I can’t help but wonder what this day held 2 short years ago for you, and your birth mom. I wonder if she felt sorrow and loss today. If we could stand face to face, I would hug her while shedding tears of thanksgiving. She made what was most likely the hardest choice of her life….to give you life. I’m so thankful your life was spared and that God chose our hearts to be knit together long ago. We wont forget your birth mom, and I pray for her this evening….wherever she is. We love her, because you are a piece of her. I pray somehow she would know you are loved, and that she is loved by our heavenly Father.
And like the familiar adoption quote says….you didn’t grow in my tummy, but you most certainly grew in my heart. Our hearts have been aching for you for a long time. It’s almost hard to believe we get to see you in a few weeks!

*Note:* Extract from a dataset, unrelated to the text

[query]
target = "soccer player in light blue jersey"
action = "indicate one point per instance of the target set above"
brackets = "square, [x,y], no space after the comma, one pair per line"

We miss you even more today, but will celebrate this special day when we meet, and have lots of celebrations in the years to come! What a special Christmas present God has given us this year…..One with big brown eyes (that we think already have a ornery look) and a sweet little grin.
We love you Elyana….
Happy Birthday from your family.
This is how I know I will feel when I hold you for the first time. I don’t know how many times I”ve listened to this song since I saw your face.
“The things that used to matter, they don’t matter to me…..my heart aches, so full it is about to break….you make me believe in love….I could never count all the ways that you change me….baby.”